John Wycliffe: Whereas St. Francis sought a certain harmony with the church establishment, from the very beginning John Wycliffe took a more confrontational approach.  An Oxford University philosopher, Wycliffe opposed transubstantiation and was condemned by the pope for not backing corrupt priests.[2] Though he did not use this terminology, Wycliffe essentially believed that churchgoers could achieve a relationship with God without the mediation of a priest.  This belief was central to his most-remembered feat, the first thorough translation of the Bible into English (late fourteenth century).  Known as the “Lollards,” a group of his followers assisted in translating the Bible and carried on Wycliffe’s legacy to the degree that Wycliffe is sometimes called the “Morning Star of the Reformation.”[3] Unfortunately, the Wycliffe Bible is fraught with errors, and is written in difficult-to-read, antiquated English.  From a more systematic standpoint, it was translated from the Latin Vulgate, which renders it less significant than William Tyndale’s translation from the original Greek, Hebrew and Aramaic, though Tyndale’s version appeared some 130 years after the Wycliffe’s.  Somewhat ironically, Tyndale would come to face staunch opposition to his Bible translation project, in part from the church’s fear of Wycliffe’s Lollards.  However, both Wycliffe and Tyndale shared the dream of a Bible that would be available in the common tongue, and for his undertaking Wycliffe should be remembered fondly as a challenger and reformer of the church establishment.

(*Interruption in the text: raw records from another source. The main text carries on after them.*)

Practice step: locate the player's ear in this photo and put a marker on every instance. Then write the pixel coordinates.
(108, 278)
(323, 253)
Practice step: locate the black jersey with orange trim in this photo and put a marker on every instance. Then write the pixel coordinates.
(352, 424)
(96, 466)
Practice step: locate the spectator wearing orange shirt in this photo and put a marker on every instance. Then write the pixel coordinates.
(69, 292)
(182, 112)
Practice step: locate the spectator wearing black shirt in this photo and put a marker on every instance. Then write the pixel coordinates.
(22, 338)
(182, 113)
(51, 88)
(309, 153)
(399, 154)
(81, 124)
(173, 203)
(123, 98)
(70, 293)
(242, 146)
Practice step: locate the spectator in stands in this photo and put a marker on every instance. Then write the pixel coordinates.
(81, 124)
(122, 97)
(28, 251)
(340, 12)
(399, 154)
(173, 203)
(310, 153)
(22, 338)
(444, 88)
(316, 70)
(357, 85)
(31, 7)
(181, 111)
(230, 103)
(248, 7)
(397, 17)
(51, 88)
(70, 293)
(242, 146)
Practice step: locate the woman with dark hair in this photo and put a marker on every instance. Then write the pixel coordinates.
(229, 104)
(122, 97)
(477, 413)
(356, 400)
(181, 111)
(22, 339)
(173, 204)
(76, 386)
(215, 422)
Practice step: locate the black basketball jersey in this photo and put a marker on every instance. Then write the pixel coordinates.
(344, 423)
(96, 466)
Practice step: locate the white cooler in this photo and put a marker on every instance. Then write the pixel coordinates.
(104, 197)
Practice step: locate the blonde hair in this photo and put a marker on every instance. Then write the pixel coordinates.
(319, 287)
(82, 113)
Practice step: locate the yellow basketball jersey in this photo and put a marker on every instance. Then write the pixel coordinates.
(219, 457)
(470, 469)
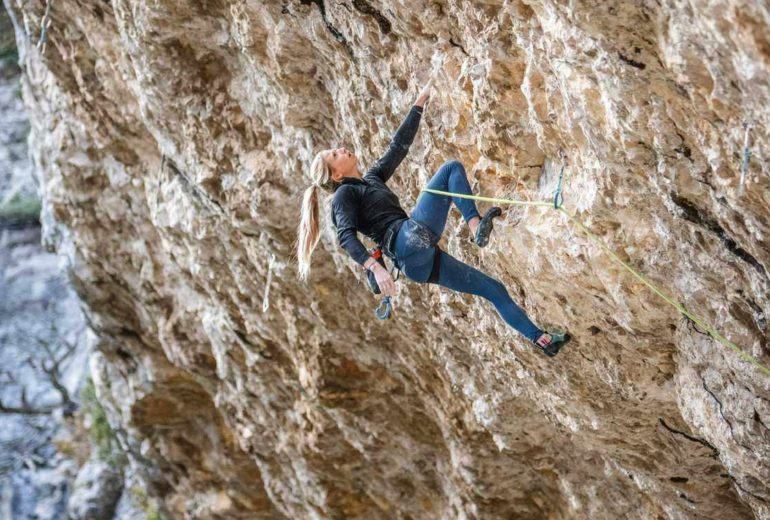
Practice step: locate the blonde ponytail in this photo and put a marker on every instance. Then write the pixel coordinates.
(309, 229)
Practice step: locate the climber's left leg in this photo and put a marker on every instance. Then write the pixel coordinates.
(432, 209)
(459, 276)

Though they preceded the Great Reformation, St. Francis of Assisi and John Wycliffe should be metaphorically viewed as stepping stones to the porch of Martin Luther and other great thinkers whose perspectives came to challenge the ills of the medieval Catholic Church.  Both are significant figures whose contributions to Christian development should not be forgotten.

[1] Robert G. Clouse, Introduction to the History of Christianity, ed. Tim Dowley (Minneapolis: Fortress Press, 2002), 272.

[2] Tim Dowley, Introduction to the History of Christianity, (Minneapolis: Fortress Press, 2002), 344.

[3] Wholesome Words, “John Wycliffe, Bible Translator, Morning Star of Reformation,” (accessed October 17, 2010).